With a thoughtful nod, Alfred decided that he had enough information to pass a fair judgement.
"I am going to make your life a hell this week."
"I was rather under the impression that that was already your life's calling. Now come on, we'll chuck our suitcases in our room then I'll show you the Tower quickly."
"Seriously, have you even been to Vegas?" Alfred muttered as they stepped into the flat. Inside, Arthur made banal but well-meaning chit-chat with the owner, a white-haired woman called Sue, getting their key and leading Alfred up several narrow staircases clad in a fading floral carpet.
Arthur was already sat on the room's one double bed as Alfred stepped inside. There was, he noted, enough room to turn. Almost all of the rest of the small, square room was taken up by a wardrobe made out of what seemed to be fake wood, a double bed, a single bed squashed up against one wall, and a door, presumably leading to a shower. On a wall bracket an old chunky television hung down at an ominous, sloping angle.
"I am going to make your life worse than hell this week."
Arthur continued to sit on the double bed and look smug.
"What is it your lot say? "I call the double bed"."
"Yes way. Now, let's go and take a tram to the Tower," Arthur said, already trotting back out of the room.
Alfred took off his sunglasses and put his normal glasses back on instead since the watery sunlight had opted to disappear behind a cloud. He squinted up at the building Arthur was gesturing to dramatically.
"Wait. Does Francis know you have that?"
Arthur's expression turned stormy, "What?"
"Have you seen it?" Alfred leant back to get a better look at the large, rust red metal tower that was sprouting out of the top of a building, "It's-"
"Yes, alright, don't rub it in. Francis insisted I'd constructed a monument to his genitals for a good year after they built it. But this one's better than his," he said, stubbornly.
Arthur definitely bristled then, "It's what you do with it: it's got a circus, a restaurant, amusements, kids play area, aquarium-"
"Alright," Alfred wrapped an arm about Arthur's shoulder and gave him a rough, one-armed bear hug, "It doesn't change how I feel about you."
Arthur looked across at him suspiciously, "That's not exactly comforting," he glanced at his watch, "Right. Tower tomorrow or Saturday, I think.
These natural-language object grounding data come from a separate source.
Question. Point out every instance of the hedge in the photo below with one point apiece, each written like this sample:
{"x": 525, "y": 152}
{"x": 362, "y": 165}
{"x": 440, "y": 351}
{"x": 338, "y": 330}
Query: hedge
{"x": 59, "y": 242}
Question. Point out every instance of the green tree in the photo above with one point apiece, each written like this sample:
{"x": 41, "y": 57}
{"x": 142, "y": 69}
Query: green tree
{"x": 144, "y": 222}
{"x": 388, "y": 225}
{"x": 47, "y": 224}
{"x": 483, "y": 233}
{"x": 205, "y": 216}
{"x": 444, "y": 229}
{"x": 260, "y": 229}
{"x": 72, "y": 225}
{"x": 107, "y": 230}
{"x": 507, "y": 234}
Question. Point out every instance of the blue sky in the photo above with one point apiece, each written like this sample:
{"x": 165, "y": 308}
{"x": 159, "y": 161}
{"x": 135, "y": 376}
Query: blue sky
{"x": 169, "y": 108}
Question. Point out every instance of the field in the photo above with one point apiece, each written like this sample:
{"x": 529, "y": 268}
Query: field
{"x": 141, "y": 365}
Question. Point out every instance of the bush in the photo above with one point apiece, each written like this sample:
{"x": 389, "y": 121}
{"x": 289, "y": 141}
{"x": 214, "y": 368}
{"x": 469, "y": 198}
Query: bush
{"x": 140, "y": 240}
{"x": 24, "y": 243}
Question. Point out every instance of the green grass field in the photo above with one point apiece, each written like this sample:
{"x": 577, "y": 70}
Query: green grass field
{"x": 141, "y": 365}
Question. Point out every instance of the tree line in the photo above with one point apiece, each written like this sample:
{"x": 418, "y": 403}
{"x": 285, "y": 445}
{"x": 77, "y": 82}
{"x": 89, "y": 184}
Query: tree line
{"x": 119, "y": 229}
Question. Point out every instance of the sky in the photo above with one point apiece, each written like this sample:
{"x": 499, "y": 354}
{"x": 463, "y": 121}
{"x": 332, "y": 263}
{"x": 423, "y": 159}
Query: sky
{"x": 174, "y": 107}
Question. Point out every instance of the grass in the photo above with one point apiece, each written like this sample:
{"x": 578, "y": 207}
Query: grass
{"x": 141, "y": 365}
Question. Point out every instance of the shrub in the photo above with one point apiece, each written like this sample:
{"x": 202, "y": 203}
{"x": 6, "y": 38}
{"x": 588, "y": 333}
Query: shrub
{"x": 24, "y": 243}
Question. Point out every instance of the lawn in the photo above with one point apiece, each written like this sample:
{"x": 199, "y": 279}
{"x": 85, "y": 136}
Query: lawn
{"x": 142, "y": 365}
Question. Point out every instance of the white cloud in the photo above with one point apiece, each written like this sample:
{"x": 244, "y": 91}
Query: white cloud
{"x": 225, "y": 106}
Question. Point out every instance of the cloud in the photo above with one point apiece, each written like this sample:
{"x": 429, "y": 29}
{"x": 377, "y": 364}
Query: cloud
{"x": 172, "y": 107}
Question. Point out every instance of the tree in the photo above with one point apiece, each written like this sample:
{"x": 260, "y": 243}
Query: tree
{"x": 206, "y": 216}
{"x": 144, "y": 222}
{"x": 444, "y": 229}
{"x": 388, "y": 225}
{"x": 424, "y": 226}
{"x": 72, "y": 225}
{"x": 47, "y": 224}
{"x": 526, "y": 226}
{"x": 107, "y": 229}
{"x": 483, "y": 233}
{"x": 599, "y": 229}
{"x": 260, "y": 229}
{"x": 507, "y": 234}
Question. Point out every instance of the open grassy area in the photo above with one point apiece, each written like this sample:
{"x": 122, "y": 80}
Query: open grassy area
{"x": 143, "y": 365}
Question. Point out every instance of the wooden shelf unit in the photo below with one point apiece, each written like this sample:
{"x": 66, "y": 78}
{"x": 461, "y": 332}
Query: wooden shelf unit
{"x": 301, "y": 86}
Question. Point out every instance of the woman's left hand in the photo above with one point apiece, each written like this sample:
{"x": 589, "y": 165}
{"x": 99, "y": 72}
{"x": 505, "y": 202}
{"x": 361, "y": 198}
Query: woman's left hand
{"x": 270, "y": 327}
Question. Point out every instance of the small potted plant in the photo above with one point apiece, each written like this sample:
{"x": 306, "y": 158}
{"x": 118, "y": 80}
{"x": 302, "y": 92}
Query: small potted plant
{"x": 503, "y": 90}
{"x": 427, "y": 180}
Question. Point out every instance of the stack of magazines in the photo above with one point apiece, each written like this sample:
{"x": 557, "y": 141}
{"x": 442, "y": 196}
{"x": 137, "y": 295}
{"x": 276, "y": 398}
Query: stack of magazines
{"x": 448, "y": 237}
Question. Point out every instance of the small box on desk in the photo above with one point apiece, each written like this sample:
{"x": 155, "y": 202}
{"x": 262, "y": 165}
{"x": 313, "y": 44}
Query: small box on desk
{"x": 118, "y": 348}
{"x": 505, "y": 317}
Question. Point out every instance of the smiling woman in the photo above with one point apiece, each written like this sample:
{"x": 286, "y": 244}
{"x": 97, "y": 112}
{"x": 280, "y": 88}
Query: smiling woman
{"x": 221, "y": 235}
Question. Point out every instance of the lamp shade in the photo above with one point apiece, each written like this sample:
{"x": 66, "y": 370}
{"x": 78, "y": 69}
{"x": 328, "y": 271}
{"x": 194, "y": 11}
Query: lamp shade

We could grab a late dinner-that's lunch to you – now, then head back to the flat and unpack whatever we need, then perhaps just have a walk down South Pier before calling it an early night. Sound like a plan?"
"That works I guess."
A/N for the confused or curious
Blackpool – The star of this piece, I suppose. Blackpool is a seaside town on the North-West coast of England, in the county of Lancashire.
Mini - Not one of the new fangled ones, perish the thought.
"Golden Mile" –The main stretch of shops, fast food outlets and amusement arcades that make up the "promenade" at Blackpool and where most tourists go, obviously. Runs from the "South Pier" (where the amusement park and rollercoaster are) to the "North Pier" (a more traditional, quieter pier).
"the funding fell through for the super casino." – Several cities put in a bid to be home to a supercasino; Blackpool was unsuccessful.
"Does Francis know about that?" – Blackpool Tower. Does indeed contain a circus, an aquarium and a ballroom, among other things. As much as Arthur may wish to deny it, it is definitely smaller than the Eiffel Tower.